As for the property, it is not there by default, so you just add it yourself via the console.

I have added the property and now I need to wait and see if memory usage keeps going up.

Thanks! I will grab those logs for you.

What does xmpp.pep do in openfire? All the information I can find is about the memory leak and that disabling fixes it…however no one seems to say what it does. I will give it a shot since it seems to be the culprit but any info of what it does would be great so I am not blindly pulling the triger.

From what I can tell this is what it does in a nutshell?

"

Personal eventing provides a way for a Jabber/XMPP user to send updates or “events” to other users, who are typically contacts in the user’s roster. An event can be anything that a user wants to make known to other people, such as those described in User Geolocation [1], User Mood [2], User Activity [3], and User Tune [4]. While the XMPP Publish-Subscribe [5] extension (“pubsub”) can be used to broadcast such events associated, the full pubsub protocol is often thought of as complicated and therefore has not been widely implemented. [6] To make publish-subscribe functionality more accessible (especially to instant messaging and presence applications that conform to XMPP IM [7]), this document defines a simplified subset of pubsub that can be followed by instant messaging client and server developers to more easily deploy personal eventing services across the Jabber/XMPP network. We label this subset “Personal Eventing Protocol” or PEP."

Is that pretty much how its used in openfire? Thanks in advance for any help.

Yes, this is it. Openfire supports that protocol, though in general one don’t need it for the simple chatting, group chat or status updates. This is a more advanced event system (like RSS for XMPP).

Yes, it seems that tune PEP messages are popular with many clients.

I also am seeing this behaviour - usually takes about a week. However disabling PEP has not solved the issue for us.

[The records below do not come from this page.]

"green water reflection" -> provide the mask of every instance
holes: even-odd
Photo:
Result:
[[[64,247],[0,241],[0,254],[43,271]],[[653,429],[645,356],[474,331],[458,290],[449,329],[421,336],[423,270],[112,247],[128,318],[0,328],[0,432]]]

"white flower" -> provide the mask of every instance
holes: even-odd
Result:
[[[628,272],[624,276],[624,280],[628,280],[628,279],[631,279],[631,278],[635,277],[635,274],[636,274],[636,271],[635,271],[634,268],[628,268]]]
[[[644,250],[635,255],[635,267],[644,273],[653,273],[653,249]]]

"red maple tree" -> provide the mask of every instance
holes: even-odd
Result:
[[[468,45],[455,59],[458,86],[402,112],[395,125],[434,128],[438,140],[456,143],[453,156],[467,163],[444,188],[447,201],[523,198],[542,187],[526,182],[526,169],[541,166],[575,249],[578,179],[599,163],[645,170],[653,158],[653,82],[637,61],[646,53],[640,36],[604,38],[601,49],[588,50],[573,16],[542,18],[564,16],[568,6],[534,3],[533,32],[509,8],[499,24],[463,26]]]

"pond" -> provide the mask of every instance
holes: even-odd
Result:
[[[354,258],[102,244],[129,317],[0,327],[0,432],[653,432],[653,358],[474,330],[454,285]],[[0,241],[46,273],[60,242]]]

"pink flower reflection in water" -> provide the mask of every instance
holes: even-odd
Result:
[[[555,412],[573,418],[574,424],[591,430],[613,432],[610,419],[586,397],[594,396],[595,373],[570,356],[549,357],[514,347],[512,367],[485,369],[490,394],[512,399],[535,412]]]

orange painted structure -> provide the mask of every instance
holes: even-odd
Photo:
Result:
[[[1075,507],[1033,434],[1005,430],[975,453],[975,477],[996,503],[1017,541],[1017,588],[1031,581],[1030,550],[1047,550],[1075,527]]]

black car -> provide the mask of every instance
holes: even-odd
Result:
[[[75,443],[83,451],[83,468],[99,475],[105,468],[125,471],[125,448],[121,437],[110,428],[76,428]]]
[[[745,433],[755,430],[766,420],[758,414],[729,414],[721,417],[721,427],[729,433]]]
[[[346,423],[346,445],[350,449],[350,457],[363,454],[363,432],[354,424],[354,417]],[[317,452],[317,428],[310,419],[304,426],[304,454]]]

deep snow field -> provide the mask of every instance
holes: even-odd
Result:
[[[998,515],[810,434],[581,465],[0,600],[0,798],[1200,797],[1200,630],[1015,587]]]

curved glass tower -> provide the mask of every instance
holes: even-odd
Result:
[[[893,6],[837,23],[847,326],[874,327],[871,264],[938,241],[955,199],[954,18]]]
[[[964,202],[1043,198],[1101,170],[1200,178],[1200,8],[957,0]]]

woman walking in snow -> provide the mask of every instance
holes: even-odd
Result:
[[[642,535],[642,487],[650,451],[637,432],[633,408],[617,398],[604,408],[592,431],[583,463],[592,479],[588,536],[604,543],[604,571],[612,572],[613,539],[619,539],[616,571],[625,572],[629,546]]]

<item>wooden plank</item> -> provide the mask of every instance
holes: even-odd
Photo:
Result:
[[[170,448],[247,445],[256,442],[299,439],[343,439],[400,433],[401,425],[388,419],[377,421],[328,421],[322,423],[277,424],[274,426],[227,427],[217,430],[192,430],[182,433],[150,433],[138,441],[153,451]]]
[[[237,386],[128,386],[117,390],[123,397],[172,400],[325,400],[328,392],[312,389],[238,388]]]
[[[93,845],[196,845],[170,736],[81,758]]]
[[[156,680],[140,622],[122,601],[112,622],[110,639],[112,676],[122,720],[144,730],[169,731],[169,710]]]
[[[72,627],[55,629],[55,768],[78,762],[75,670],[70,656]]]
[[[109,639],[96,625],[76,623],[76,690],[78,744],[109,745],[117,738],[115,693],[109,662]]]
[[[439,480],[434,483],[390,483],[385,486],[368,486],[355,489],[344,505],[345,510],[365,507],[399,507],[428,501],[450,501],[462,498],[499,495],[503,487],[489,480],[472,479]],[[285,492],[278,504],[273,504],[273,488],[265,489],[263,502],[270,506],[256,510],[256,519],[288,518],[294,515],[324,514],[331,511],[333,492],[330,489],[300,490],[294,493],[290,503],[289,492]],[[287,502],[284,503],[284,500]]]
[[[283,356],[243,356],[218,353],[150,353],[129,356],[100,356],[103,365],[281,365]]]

What other logs should I be looking in?

Openfire 3.7.1

Ubuntu server 11 running on ESXi 4

Spark clients across the board

Thanks for any info.

Hi,

How much memory have you allocated to openfire? How many MUC rooms do you have active? Do you have the archive plugin running?

daryl

2 GB

Maybe 20 rooms

Archiving is on

And now as soon as I restart the VM java usage goes up over 90%.

How large are the archive plugin index files? Found in /opt/openfire/archive/index/

daryl

/opt/openfire/archive/index/ does not exist.

This is installed on Ubuntu server 11.10

Just another me-too reply. After ~10-14 days, java ends up consuming 99.9% CPU. We’ve got Openfire running on a CentOS release 6.2 (Final) Hyper-V VM w/ 4GB RAM and a single CPU. Embedded database, Active Directory integration. Search and Kracken IM Gateway 1.1.3b3 are the only plugins installed. We generally have less than 150 active sessions on our busiest days; and there are currently 26 group chat rooms. Restarting the service seems to take longer than simply rebooting the OS. After a clean boot, we’ll see java eat away at the CPU for approximately 3-5 minutes, then it backs down to 1-15%. OPENFIRE_OPTS="-Xms256m -Xmx2048m"

Please let me know if there’s anything I can do to help resolve this issue.

Causing the cpu to race and a memory leak are two different things.

I have verified that there are no more apparent memory leaks in my setup so it was PEP that was the problem for me. It has been almost a month now and I have not had to restart Openfire where before I had to restart it about once a week.

Me four, I guess.

Found this post after a google search. I run openfire at work, and as a (volunteer) member of the NWSChat system know that openfire is more reliable than my experience.

I have been restarting the process weekly. I’ve just had a second to look into the problem. I’ve increased memory available, will start monitoring java memory usage, and disable PEP.

The symptom is that java runs out of memory. I’ve seen a race condition, but it’s probably from java frantically trying to reclaim memory.

just commenting here for the log.

Hi, disabling PEP will more than likely resolve your issue, it is disabled on nwschat

I would also like to note that now for some reason the Java memory usage dropped from staying around 200-300MB to about 12MB.